INTERNALS for lcomp
(or how to write a driver for a new instruction set)

The driver for lcomp (actually, bb) is a lex program which matches the
instruction field of a compiler's assembly output.  General machine
code for most architectures would be very hard to write basic block
counting code for, as many things that one wants to be able to find are
hard to identify (for example, can one tell the difference
between a normal label and the start of a functions).  Therefore, the
driver for most machines will have to take advantage of the idiosyncratic
nature of compiler output.

The included drivers both are based on the output from the Portable C
Compiler (PCC).  68020.l was written for the Sun 3;  it has been tested
with SunOS 3.3 throught 3.5.  vax.l is for Digital Vaxen;  it has been
tested on BSD 4.3 and Ultrix 2.0.  I have not tried using either with
(and assume they will break on) the output of the GNU C compiler, but I
am sure it would not take long to port from a PCC version to a GNU
version.  It would be very difficult to port this code to work with a
compiler that directly generates object code with no provision for
creating assembler source.  Sorry.

My approach for writing a new driver is to start with one of the
existing drivers included in this package and modify it appropriately.
A good way to become familiar with one of these drivers is to examine
some compiler output for a vax or a sun and compare it with the output
of bb for that machine.  Reasonable knowledge of the machine you are
working on and it's function call/return protocol is useful if not
necessary for porting the driver.

The driver reads one file (a .s file generated by the compiler) and
generates two (a .s file with block counting code and a .sL file which
maps basic blocks to line numbers).  The generated code, when executed,
appends to a file called prof.out which contains a counter for each
basic block.  (The -r option to lcomp and lprint picks a name other
than prof.out.  Using an absolute path name can be extremely useful for
profiling a program that is run from a public bin directory, so that
users don't get a prof.out file every time they run the program, and
the developer of the program can get useful profiling data.)

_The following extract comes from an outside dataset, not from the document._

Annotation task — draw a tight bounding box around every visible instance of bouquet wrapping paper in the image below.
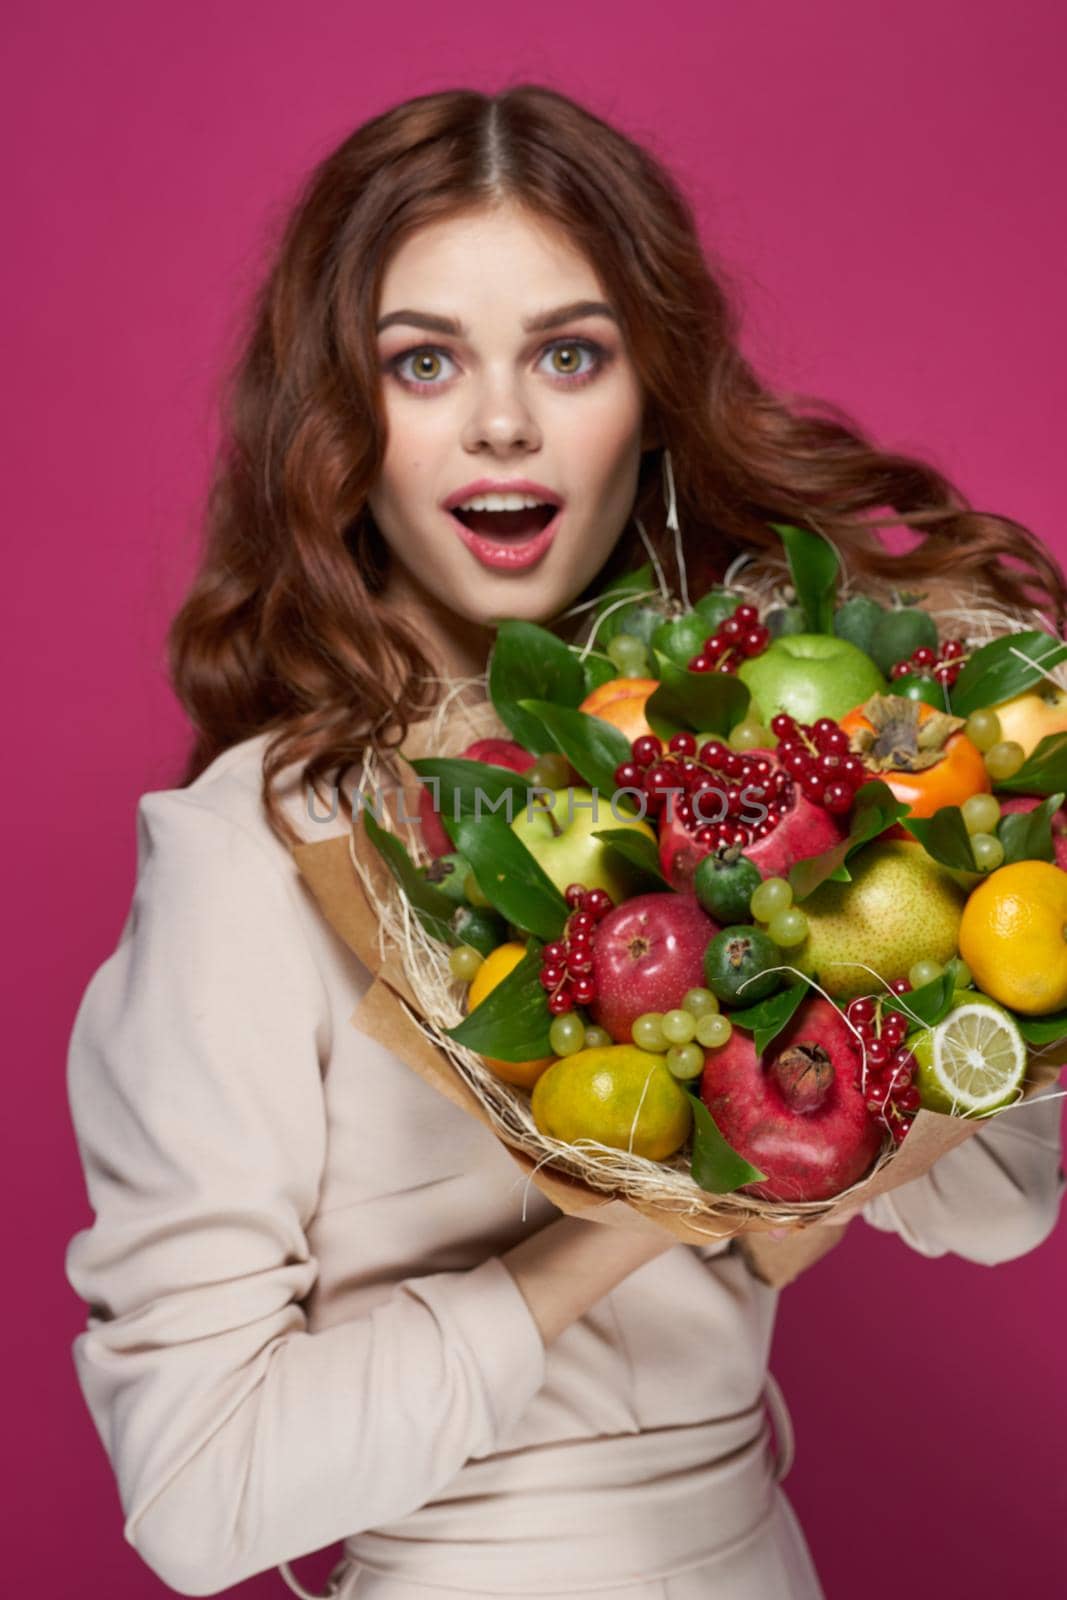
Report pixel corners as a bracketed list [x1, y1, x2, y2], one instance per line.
[291, 693, 1062, 1288]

The prof.out file is a series of entries of the form
	<.sL file> <n>
	<count for block 0>
	<count for block 1>
	.
	.
	.
	<count for block n-1>
One such entry is written for each file compiled with lcomp.

A .sL file has two parts.  The first part is a set of n (obtained from
prof.out) lines, one per basic block, each with four whitespace
separated records, containing the sourcefile name (these should all be
the same in any one .sL if one does not make too creative use of the C
preprocessor), first line of the basic block, last line of the block,
and number of instructions in the block.  This section is followed by a
line of the form "<m> functions", followed by m lines, one for each
function in the compilation unit (source file).  Each function line is
the name of the function and its first basic block.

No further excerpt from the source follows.